A customer support issue from decades ago remains fresh in Bernd Hesse’s mind. He saw first-hand at Raynet that it was not possible to implement a physical upgrade to the optical last-mile network without significant service disruption. In the above interview, filmed at FBA’s Fiber Connect 2023, he contends that this issue remains.
Like his past efforts, with groups such as the NGPON2 Forum and the WDM PON Forum, Hesse’s solution is to bring the industry together to focus on this issue. The starting point is a LinkedIn group, Open ODN. Hesse, who is also the Chief Marketing Officer for the Broadband Forum, is calling on vendors, operators, and engineering companies to be part of this online forum.
Hesse’s aspiration for this group is, “The goal is to offer any service in the future without downtime on existing services.”

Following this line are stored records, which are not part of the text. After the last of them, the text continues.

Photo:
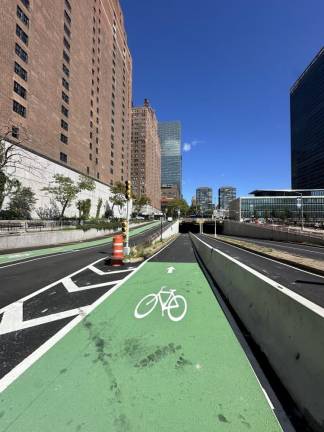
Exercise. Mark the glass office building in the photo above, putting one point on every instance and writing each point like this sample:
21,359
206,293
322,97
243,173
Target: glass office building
204,199
280,205
307,126
171,161
226,194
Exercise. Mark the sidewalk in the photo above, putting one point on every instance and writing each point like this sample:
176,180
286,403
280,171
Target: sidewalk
17,256
116,372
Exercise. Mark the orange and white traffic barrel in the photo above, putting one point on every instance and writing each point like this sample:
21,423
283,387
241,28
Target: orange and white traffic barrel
118,250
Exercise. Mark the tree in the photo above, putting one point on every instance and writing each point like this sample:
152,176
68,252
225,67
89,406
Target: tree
64,190
14,156
118,198
84,207
22,202
139,202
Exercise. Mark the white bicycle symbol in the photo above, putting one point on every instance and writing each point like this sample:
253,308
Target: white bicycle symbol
175,305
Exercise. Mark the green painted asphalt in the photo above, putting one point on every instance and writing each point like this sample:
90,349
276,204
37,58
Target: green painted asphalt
17,256
114,372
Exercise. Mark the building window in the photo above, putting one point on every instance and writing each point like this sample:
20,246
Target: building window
19,89
65,111
64,125
19,109
23,17
63,157
65,97
25,3
66,57
67,4
66,43
21,53
67,30
20,71
15,132
21,34
67,17
65,70
65,84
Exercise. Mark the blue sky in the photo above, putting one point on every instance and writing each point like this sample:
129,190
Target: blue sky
224,69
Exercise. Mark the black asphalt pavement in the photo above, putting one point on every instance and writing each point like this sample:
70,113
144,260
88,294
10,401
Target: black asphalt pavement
306,284
20,279
303,250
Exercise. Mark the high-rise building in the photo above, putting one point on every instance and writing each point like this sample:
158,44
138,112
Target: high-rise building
226,194
307,126
171,161
66,83
204,199
146,154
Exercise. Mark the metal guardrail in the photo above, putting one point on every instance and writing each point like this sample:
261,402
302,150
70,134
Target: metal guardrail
14,226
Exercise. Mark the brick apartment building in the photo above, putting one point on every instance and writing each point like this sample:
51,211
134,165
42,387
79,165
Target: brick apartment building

That may seem like a high bar, but it wasn’t too long ago that the total bandwidth shared amongst 1,800+ customers would be less than what is considered broadband today.
Interview Highlights:
- 00:23 – Bernd tells the story of how a FITL upgrade meant approximately 1,800 customers lost their POTS service, which was a big deal in the early 1990s.

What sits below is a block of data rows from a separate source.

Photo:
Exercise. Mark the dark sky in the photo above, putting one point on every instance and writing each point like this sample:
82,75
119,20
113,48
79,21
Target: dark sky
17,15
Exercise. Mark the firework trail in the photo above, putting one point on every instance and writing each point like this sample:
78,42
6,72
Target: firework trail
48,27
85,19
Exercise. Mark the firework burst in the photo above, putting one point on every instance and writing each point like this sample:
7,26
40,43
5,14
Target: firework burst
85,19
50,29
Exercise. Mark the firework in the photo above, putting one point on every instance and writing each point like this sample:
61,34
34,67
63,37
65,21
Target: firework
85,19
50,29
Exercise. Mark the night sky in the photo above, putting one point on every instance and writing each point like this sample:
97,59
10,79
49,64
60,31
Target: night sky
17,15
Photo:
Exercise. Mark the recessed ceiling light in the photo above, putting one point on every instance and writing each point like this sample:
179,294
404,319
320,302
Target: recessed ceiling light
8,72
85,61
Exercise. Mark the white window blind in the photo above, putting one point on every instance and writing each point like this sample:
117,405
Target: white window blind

- 01:17 – “The goal is to offer any service in the future without downtime on existing services.”
- 02:05 – This is like other industry forums that Hesse has started and helped grow.
- 02:48 – The forum is open to anyone interested in achieving the forum’s goal.
Notes:
- Raynet was a pioneer in FITL (Fiber in the Loop) technologies. Raynet’s deployment with the Deutsche Telekom was the world’s first operational combined telephone and video fiber optic system for the local loop. Also known as Fiber to the Curb, the fiber would terminate near the subscriber into an Optical Network Unit (aka, Subscriber Interface Unit) which would have an interface to the copper and, in the case of the DT deployment, a coaxial network.
- This author had the pleasure of working at Raynet with Bernd.